Therefore, this study attempted to combine prenatal examination with electronic medical records to establish a hybrid time series model based on Gradient Boosting Decision Tree and Gated Recurrent Unit (GBDT–GRU) to predict the expected date of delivery.

Methods

Framework for the estimated date of delivery

This study aimed to predict the EDD by using a hybrid model of GBDT and GRU. GBDT-GRU model made more effective and reasonable decisions by obtaining information from experience and mining hidden knowledge in data. The block diagram of the prediction process is shown in Fig.1 and the detailed explanations of each step are as follows:

GBDT-GRU framework for the estimated date of delivery.

Full size image

Step 1: Data preparation. The original maternal data obtained from EMR was processed with data cleaning and data transformation. Considering the different physiological characteristics during different periods of pregnancy, the processed data was divided into two datasets: dataset of the first trimester of pregnancy, and dataset of the second and third trimesters of pregnancy.

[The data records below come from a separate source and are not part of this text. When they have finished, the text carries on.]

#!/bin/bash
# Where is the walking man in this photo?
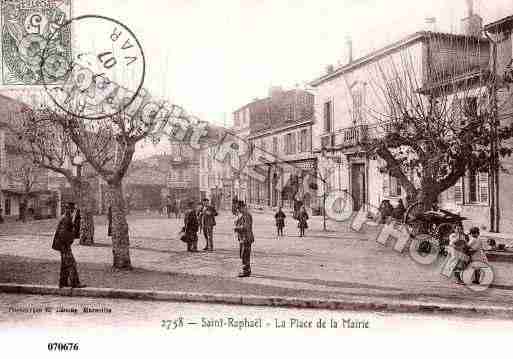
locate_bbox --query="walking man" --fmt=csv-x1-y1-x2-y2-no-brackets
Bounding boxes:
52,205,85,288
183,201,199,252
234,201,255,277
200,198,217,252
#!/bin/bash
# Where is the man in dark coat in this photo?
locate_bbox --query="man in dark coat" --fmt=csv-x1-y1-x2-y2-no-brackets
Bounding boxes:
199,198,217,252
183,201,199,252
52,205,85,288
234,201,255,277
73,209,81,239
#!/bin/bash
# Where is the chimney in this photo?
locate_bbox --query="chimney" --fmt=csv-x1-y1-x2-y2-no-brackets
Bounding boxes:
269,86,283,97
344,35,353,64
461,0,483,37
424,17,436,32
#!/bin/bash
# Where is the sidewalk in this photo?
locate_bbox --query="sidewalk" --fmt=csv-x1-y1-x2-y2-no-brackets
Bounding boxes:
0,213,513,313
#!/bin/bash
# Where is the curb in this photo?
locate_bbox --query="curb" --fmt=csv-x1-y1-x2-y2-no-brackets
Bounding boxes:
0,283,513,317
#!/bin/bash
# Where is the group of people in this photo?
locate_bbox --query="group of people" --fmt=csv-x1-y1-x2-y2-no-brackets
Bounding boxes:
447,225,488,284
274,205,309,239
52,203,85,288
182,198,255,277
164,199,182,218
183,198,217,252
378,199,406,224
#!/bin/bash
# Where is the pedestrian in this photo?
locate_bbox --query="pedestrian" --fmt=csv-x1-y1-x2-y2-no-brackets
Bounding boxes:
274,206,286,238
392,199,406,222
175,200,182,218
184,201,199,252
107,206,112,237
234,201,255,277
447,224,467,284
468,227,488,284
297,206,308,237
166,197,174,218
200,198,217,252
52,204,85,288
73,209,81,239
378,199,394,224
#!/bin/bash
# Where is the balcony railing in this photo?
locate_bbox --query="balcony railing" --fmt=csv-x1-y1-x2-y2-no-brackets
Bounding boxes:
341,125,369,147
321,133,335,148
339,123,395,148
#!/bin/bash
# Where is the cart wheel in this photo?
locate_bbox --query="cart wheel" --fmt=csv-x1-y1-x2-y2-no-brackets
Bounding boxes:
403,201,423,224
412,234,439,255
435,223,455,256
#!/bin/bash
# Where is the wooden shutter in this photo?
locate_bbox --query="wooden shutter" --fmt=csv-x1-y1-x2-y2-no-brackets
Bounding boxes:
478,172,489,203
454,177,463,204
382,172,390,197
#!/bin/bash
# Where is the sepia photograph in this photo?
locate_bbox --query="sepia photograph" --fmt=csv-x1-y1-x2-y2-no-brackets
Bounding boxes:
0,0,513,358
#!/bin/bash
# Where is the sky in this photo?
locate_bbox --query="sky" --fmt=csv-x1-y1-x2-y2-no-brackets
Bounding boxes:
51,0,513,154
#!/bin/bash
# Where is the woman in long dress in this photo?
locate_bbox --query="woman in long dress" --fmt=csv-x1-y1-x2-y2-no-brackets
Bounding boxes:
298,206,308,237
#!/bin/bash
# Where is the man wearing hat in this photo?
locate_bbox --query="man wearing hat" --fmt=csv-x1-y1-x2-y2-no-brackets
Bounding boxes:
183,201,199,252
52,203,85,288
199,198,217,252
234,201,255,277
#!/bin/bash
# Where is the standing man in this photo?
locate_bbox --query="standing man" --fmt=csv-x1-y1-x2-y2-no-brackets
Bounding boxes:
234,201,255,277
200,198,217,252
183,201,199,252
52,204,85,288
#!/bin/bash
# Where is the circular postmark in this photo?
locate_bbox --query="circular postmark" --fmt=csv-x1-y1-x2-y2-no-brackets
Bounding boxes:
40,15,146,120
2,2,71,85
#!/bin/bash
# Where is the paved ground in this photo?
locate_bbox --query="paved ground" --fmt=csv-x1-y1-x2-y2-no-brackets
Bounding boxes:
0,212,513,306
0,294,513,359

Step 2: Feature selection. Important features were selected in each dataset by ranking all feature importance of GBDT model, therefore avoiding the problem of information redundancy and reducing the dimension of data.

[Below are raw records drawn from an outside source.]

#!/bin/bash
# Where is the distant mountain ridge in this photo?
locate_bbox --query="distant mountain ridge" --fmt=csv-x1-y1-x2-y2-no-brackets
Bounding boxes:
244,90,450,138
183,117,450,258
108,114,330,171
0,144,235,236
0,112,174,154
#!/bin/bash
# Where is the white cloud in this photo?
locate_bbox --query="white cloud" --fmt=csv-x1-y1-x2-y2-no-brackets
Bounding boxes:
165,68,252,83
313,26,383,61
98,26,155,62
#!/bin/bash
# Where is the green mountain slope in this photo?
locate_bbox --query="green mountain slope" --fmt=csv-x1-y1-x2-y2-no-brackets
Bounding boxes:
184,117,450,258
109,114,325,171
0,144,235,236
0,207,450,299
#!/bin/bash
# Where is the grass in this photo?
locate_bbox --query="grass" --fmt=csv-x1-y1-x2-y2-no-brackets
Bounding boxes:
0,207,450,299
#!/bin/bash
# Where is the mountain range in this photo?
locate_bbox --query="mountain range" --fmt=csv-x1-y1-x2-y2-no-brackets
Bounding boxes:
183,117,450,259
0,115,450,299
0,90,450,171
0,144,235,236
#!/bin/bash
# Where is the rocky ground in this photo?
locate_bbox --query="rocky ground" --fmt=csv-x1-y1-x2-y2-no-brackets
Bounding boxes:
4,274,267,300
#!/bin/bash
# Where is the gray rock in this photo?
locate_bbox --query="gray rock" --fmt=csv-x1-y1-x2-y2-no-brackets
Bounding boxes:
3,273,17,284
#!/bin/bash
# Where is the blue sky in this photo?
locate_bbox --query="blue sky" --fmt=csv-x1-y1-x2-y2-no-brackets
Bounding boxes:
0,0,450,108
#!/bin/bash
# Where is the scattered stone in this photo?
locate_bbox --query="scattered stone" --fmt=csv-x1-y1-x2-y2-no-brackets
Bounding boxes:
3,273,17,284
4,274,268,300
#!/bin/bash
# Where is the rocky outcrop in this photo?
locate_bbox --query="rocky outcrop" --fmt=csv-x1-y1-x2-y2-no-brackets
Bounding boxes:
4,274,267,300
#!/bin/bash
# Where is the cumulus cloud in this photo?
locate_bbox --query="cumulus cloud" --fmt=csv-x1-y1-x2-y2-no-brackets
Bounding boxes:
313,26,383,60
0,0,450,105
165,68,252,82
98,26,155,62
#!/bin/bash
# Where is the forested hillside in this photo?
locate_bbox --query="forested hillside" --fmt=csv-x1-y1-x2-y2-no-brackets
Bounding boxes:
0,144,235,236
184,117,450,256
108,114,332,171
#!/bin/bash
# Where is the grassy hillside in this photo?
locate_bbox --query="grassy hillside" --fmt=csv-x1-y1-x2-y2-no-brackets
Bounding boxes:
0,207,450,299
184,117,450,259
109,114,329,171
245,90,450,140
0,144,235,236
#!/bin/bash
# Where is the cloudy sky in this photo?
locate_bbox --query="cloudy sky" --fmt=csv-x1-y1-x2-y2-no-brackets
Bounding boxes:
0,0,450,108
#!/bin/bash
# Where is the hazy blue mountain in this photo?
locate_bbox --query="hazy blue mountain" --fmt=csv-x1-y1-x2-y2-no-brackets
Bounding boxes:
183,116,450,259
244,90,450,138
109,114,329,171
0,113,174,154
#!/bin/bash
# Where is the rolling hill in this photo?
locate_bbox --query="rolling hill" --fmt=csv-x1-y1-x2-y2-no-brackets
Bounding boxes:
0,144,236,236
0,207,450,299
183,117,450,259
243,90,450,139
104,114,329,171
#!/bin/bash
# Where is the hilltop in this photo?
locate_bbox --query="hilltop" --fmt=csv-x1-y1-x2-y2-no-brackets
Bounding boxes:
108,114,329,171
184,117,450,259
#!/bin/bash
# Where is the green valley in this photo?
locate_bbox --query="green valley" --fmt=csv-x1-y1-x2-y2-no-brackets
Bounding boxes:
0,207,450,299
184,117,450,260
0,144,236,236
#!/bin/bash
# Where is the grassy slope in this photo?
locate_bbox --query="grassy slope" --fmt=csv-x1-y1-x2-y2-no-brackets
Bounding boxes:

Step 3: EDD prediction using GBDT-GRU model. A preliminary prediction of EDD was achieved based on data of the first trimester with GBDT model, and considered as a new feature for the prediction of a more precise EDD. The new feature was combined with the original features of the second and third trimesters of pregnancy, and feed into a GRU model to generate the final EDD.

Step 4: Results evaluation. The prediction results of EDD with GBDT only, GBDT-GRU hybrid model and other methods were evaluated and compared.

Datasets preparation

In this study, the data were collected from the electronic medical records (EMR) of pregnant women in a maternity hospital in eastern part of China. We extracted the physical examination and ultrasound records of the pregnant women who natural and full-term delivery between 2017 and 2020. The information was processed in such a way that the individual could not be identified. This study was approved by the ethics committee of Hangzhou Women’s Hospital and performed in accordance with the Declaration of Helsinki (written permission with approval NO. 2019-02-2). Considering the necessity of predict EDD in advance, only the physical examination records before 35weeks were used in this study. The count of physical examinations of pregnant women in different gestational weeks is shown in Fig.2. According to Fig.2, there are too few pregnancy examinations between 13 and 22weeks. In addition to the frequency of pregnancy examination, pregnant women have different examination items at different stages of pregnancy. Some ultrasound indicators only appear in the first trimester of pregnancy and will disappear with the increase of pregnancy weeks, such as the gestational sac (e. g, Features of the pregnancy examination Table 1). Therefore, we divided the dataset into two subsets according to the time of pregnancy examination: the first trimester of pregnancy dataset (pregnant week: 4 to less than 14weeks); the second and third trimester of pregnancy dataset (pregnant week: 23 to less than or equal 35weeks).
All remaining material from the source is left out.